Aqui, aplica-se a teoria do risco da atividade, prevista no artigo 927, parágrafo único, do Código Civil, que impõe aos bancos o dever de investir em tecnologias seguras.
Além disso, a Súmula 479 do Superior Tribunal de Justiça (STJ) foi pivotal: “as instituições financeiras respondem objetivamente pelos danos gerados por fortuito interno relativo a fraudes e delitos praticados por terceiros no âmbito de operações bancárias”.
O tribunal rejeitou a alegação de culpa exclusiva do consumidor, pois ele agiu diligentemente para mitigar o dano.
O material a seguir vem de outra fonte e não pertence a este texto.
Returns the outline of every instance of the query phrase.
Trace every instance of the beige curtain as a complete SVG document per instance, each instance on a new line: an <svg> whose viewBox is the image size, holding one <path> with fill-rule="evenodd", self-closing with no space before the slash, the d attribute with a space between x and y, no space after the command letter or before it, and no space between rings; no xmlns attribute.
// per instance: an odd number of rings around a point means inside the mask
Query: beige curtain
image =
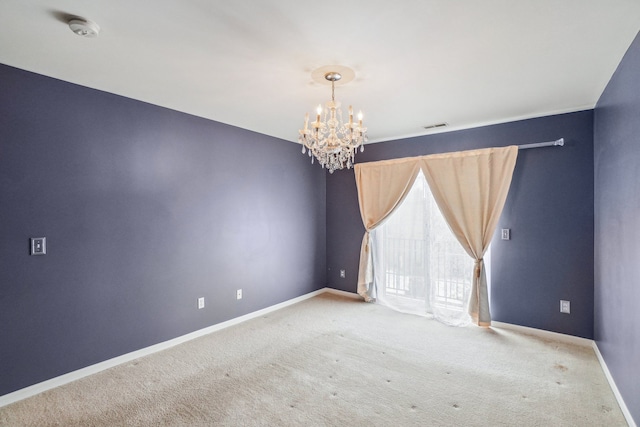
<svg viewBox="0 0 640 427"><path fill-rule="evenodd" d="M422 173L451 231L475 260L469 314L491 325L482 257L507 199L518 147L488 148L423 158Z"/></svg>
<svg viewBox="0 0 640 427"><path fill-rule="evenodd" d="M518 147L487 148L355 165L360 213L366 228L360 252L358 293L371 300L369 232L400 204L422 169L431 192L466 252L475 260L469 313L491 324L484 256L504 207Z"/></svg>
<svg viewBox="0 0 640 427"><path fill-rule="evenodd" d="M395 159L359 163L354 166L360 215L366 229L360 248L358 294L371 301L373 260L369 232L380 225L400 205L418 176L420 165L415 159Z"/></svg>

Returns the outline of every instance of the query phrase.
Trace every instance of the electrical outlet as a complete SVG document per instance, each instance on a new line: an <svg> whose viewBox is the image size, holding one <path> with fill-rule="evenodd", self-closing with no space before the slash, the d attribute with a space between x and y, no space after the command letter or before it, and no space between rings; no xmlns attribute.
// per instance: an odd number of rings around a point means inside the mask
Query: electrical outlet
<svg viewBox="0 0 640 427"><path fill-rule="evenodd" d="M560 300L560 313L571 313L571 301Z"/></svg>
<svg viewBox="0 0 640 427"><path fill-rule="evenodd" d="M341 277L342 279L344 279L345 277L347 277L347 272L346 272L346 271L344 271L344 270L340 270L340 277Z"/></svg>
<svg viewBox="0 0 640 427"><path fill-rule="evenodd" d="M204 308L204 297L198 298L198 310Z"/></svg>
<svg viewBox="0 0 640 427"><path fill-rule="evenodd" d="M242 289L236 291L236 299L242 299Z"/></svg>

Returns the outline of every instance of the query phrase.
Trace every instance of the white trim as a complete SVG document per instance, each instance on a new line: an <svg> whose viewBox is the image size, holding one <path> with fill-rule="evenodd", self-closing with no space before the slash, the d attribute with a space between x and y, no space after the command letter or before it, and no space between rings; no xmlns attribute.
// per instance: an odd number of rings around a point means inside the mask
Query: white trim
<svg viewBox="0 0 640 427"><path fill-rule="evenodd" d="M499 329L510 329L512 331L522 332L528 335L535 335L540 338L561 341L568 344L575 344L581 347L591 347L593 340L587 338L574 337L573 335L561 334L559 332L545 331L542 329L529 328L527 326L512 325L511 323L502 323L491 321L491 327Z"/></svg>
<svg viewBox="0 0 640 427"><path fill-rule="evenodd" d="M626 403L624 403L624 399L620 394L620 390L618 390L618 386L616 386L616 382L613 380L613 377L611 376L611 372L609 372L607 363L604 361L604 357L602 357L602 353L600 353L600 349L598 348L598 343L593 341L592 347L593 347L593 351L596 353L598 362L600 362L600 367L604 372L604 376L607 377L607 381L609 382L609 387L611 387L611 390L613 391L613 394L616 397L616 400L618 401L618 405L620 405L622 414L627 420L627 424L629 424L629 427L638 427L636 425L636 422L633 420L633 417L631 416L631 412L629 412L629 408L627 408Z"/></svg>
<svg viewBox="0 0 640 427"><path fill-rule="evenodd" d="M352 298L352 299L364 301L364 298L362 298L360 295L353 292L341 291L339 289L333 289L333 288L324 288L324 291L328 294L340 295L346 298Z"/></svg>
<svg viewBox="0 0 640 427"><path fill-rule="evenodd" d="M465 123L463 125L449 125L449 126L444 126L439 128L423 129L420 132L412 132L412 133L396 135L396 136L384 136L381 138L370 138L365 145L378 144L380 142L387 142L387 141L400 141L403 139L417 138L417 137L427 136L427 135L435 135L438 133L449 133L449 132L455 132L459 130L476 129L476 128L481 128L485 126L500 125L504 123L518 122L521 120L538 119L543 117L555 116L559 114L579 113L581 111L593 110L594 108L595 108L595 104L583 104L578 107L560 108L558 110L552 110L548 112L522 114L520 116L513 116L508 118L505 117L498 120L487 120L482 122Z"/></svg>
<svg viewBox="0 0 640 427"><path fill-rule="evenodd" d="M94 365L87 366L85 368L81 368L64 375L60 375L59 377L51 378L50 380L46 380L29 387L25 387L20 390L16 390L12 393L5 394L4 396L0 396L0 408L2 408L3 406L9 405L11 403L17 402L19 400L35 396L36 394L40 394L47 390L51 390L53 388L60 387L70 382L79 380L89 375L97 374L98 372L104 371L105 369L113 368L114 366L118 366L123 363L127 363L135 359L139 359L140 357L148 356L150 354L157 353L162 350L166 350L178 344L182 344L192 339L199 338L203 335L207 335L212 332L216 332L221 329L228 328L229 326L234 326L239 323L246 322L247 320L264 316L265 314L274 312L276 310L280 310L281 308L296 304L306 299L313 298L325 292L337 293L340 291L336 291L335 289L328 290L328 288L322 288L317 291L313 291L308 294L299 296L297 298L293 298L288 301L281 302L280 304L272 305L270 307L263 308L262 310L254 311L252 313L245 314L244 316L236 317L234 319L227 320L226 322L218 323L216 325L209 326L207 328L200 329L198 331L191 332L186 335L179 336L177 338L173 338L169 341L164 341L149 347L145 347L140 350L132 351L131 353L126 353L126 354L123 354L122 356L114 357L113 359L105 360L104 362L96 363ZM345 292L345 294L348 294L348 293L349 292Z"/></svg>
<svg viewBox="0 0 640 427"><path fill-rule="evenodd" d="M605 363L604 358L600 353L600 349L598 349L598 345L594 340L590 340L587 338L574 337L573 335L560 334L558 332L544 331L542 329L529 328L526 326L512 325L510 323L496 322L493 320L491 321L491 326L499 329L510 329L513 331L518 331L525 334L538 336L541 338L566 342L569 344L576 344L582 347L591 347L594 353L596 354L596 357L598 358L598 362L600 363L600 367L604 372L604 376L607 378L609 387L611 387L611 391L613 391L613 395L616 397L616 400L618 401L618 405L620 406L620 410L622 411L624 418L629 424L629 427L638 427L635 421L633 420L633 417L631 416L631 412L629 412L629 408L627 408L627 405L624 403L624 399L622 398L622 395L620 394L620 391L618 390L618 387L616 386L616 383L613 380L613 377L611 376L611 372L609 372L609 368L607 367L607 364Z"/></svg>
<svg viewBox="0 0 640 427"><path fill-rule="evenodd" d="M247 320L255 319L256 317L264 316L265 314L272 313L274 311L280 310L281 308L288 307L290 305L299 303L301 301L307 300L309 298L313 298L317 295L323 293L330 293L334 295L341 295L347 298L361 300L362 297L360 295L355 294L353 292L341 291L338 289L332 288L322 288L317 291L310 292L308 294L299 296L297 298L290 299L288 301L281 302L280 304L272 305L271 307L263 308L262 310L254 311L249 314L245 314L244 316L236 317L234 319L227 320L226 322L218 323L213 326L209 326L204 329L200 329L195 332L191 332L186 335L182 335L180 337L171 339L169 341L161 342L140 350L133 351L131 353L123 354L122 356L114 357L113 359L105 360L104 362L96 363L95 365L87 366L82 369L78 369L77 371L69 372L68 374L60 375L59 377L51 378L50 380L43 381L41 383L34 384L29 387L25 387L23 389L14 391L9 394L5 394L4 396L0 396L0 408L3 406L9 405L11 403L15 403L19 400L26 399L28 397L35 396L36 394L43 393L47 390L51 390L56 387L60 387L62 385L68 384L70 382L79 380L81 378L87 377L89 375L97 374L98 372L104 371L109 368L113 368L114 366L121 365L123 363L131 362L132 360L139 359L140 357L148 356L153 353L157 353L162 350L166 350L168 348L174 347L178 344L185 343L195 338L199 338L201 336L210 334L212 332L216 332L230 326L237 325L242 322L246 322ZM609 372L609 368L607 368L607 364L604 362L602 355L600 354L600 350L598 346L593 340L589 340L586 338L574 337L571 335L560 334L557 332L543 331L541 329L529 328L526 326L512 325L510 323L502 323L502 322L491 322L492 327L499 329L510 329L518 332L522 332L529 335L535 335L546 339L552 339L556 341L567 342L571 344L577 344L580 346L591 346L596 353L598 361L600 362L600 366L604 371L604 374L609 382L609 386L613 391L613 394L620 405L620 409L624 414L627 422L630 427L637 427L633 418L631 417L631 413L629 409L624 403L622 396L620 395L620 391L618 387L616 387L616 383Z"/></svg>

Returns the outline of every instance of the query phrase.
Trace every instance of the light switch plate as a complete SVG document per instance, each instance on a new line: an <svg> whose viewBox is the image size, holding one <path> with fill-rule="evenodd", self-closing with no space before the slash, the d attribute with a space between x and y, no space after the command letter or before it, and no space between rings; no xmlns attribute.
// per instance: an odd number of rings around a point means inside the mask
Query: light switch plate
<svg viewBox="0 0 640 427"><path fill-rule="evenodd" d="M46 255L46 254L47 254L47 238L32 237L31 238L31 255Z"/></svg>
<svg viewBox="0 0 640 427"><path fill-rule="evenodd" d="M511 229L503 228L502 229L502 240L511 240Z"/></svg>

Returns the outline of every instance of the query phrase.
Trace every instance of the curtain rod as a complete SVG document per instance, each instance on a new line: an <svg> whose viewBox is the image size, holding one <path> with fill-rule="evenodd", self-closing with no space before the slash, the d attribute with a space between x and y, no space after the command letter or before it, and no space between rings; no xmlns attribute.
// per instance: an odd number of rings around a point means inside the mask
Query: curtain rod
<svg viewBox="0 0 640 427"><path fill-rule="evenodd" d="M540 147L554 147L556 145L562 147L564 145L564 138L556 139L555 141L536 142L535 144L518 145L518 150L526 150L529 148L540 148Z"/></svg>

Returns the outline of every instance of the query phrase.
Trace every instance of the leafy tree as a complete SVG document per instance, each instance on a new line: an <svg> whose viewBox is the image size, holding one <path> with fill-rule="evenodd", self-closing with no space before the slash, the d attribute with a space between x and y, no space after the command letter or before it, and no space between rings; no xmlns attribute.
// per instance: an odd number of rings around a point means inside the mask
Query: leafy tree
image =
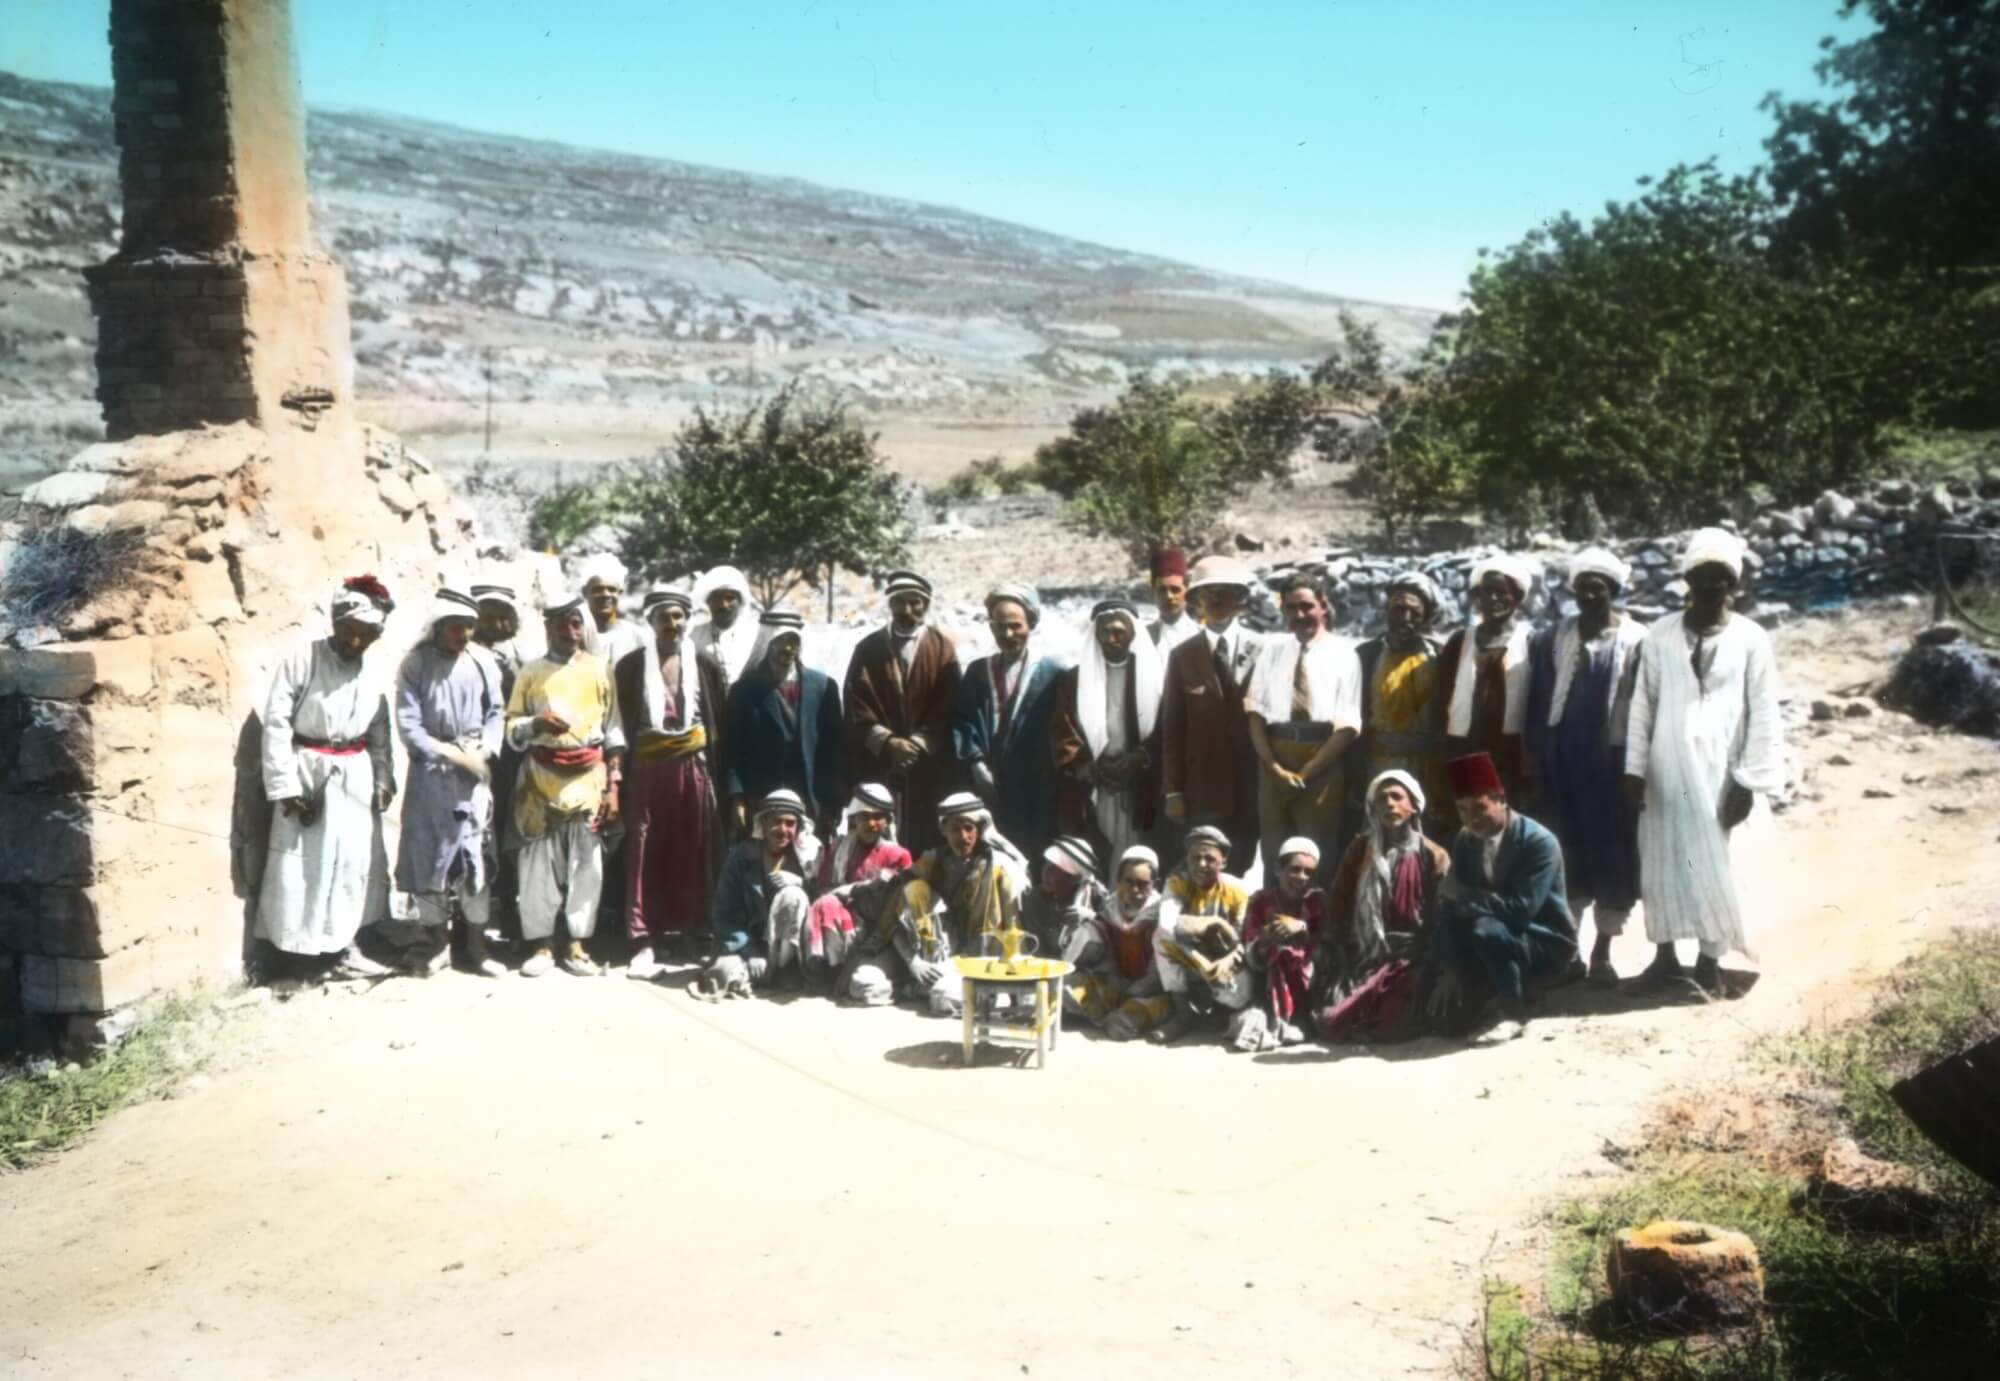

Como resultado, o banco foi condenado a devolver R$ 2.313,51, acrescido de correção monetária desde a data dos fatos e juros de mora desde a citação. Os honorários advocatícios foram majorados para R$ 2.000,00, com base no artigo 85, § 11, do Código de Processo Civil (CPC). Não houve pedido de danos morais no processo, então esse aspecto não foi julgado.
Essa decisão alinha-se a precedentes do TJSP.
Como essa decisão impacta outros consumidores
Essa sentença não é isolada; ela reforça uma tendência jurisprudencial que protege consumidores de fraude bancária em operações digitais. Com o aumento de casos – estimados em mais de 1 milhão por ano, segundo a Febraban –, decisões como essa podem influenciar bancos a aprimorarem seus protocolos de segurança, como autenticação biométrica avançada ou alertas em tempo real para transações suspeitas.
Para consumidores, o recado é claro: em situações de furto seguido de transações indevidas, o banco não pode simplesmente negar responsabilidade. A Súmula 479 do STJ e o CDC invertem o ônus da prova, cabendo à instituição demonstrar que não houve falha. Isso fortalece a posição de vítimas, que muitas vezes enfrentam burocracia excessiva para recuperar valores.
No entanto, cada caso é único. Fatores como o tempo de reação do consumidor (bloqueio imediato) e provas de contestação (boletim de ocorrência, reclamações no Procon) são cruciais.
Orientações práticas para vítimas de fraudes semelhantes
Se você enfrentar um problema similar, siga estes passos para proteger seus direitos:
- Registre o boletim de ocorrência: Isso é essencial para comprovar o crime e serves como prova inicial. Inclua detalhes sobre o aparelho e o app bancário instalado.
- Bloqueie o celular e a conta: Contate sua operadora para bloquear o IMEI e o banco para suspender acessos. Muitos apps têm opções de bloqueio remoto.
- Conteste as transações: Notifique o banco por escrito ou via canais oficiais, solicitando o estorno.

Tente uma solução amigável primeiro, mas se o banco negar, você pode usar o Procon ou plataformas como o Consumidor.gov.br para registrar reclamações.
Além disso, há a possibilidade de ajuizar uma ação. É recomendável buscar apoio jurídico especializado, pois profissionais experientes em direito do consumidor podem analisar provas e maximizar chances de sucesso. Evite assinar acordos precipitados que limitem seus direitos.
Para minimizar riscos, ative autenticações de dois fatores, use senhas fortes e monitore extratos regularmente. Bancos oferecem ferramentas como notificações push para transações, que podem alertar sobre atividades suspeitas.
Decisões como essa do TJSP destacam a evolução do direito consumerista no Brasil, priorizando a vulnerabilidade do usuário frente a sistemas complexos. Elas incentivam instituições financeiras a investir mais em segurança, beneficiando toda a sociedade.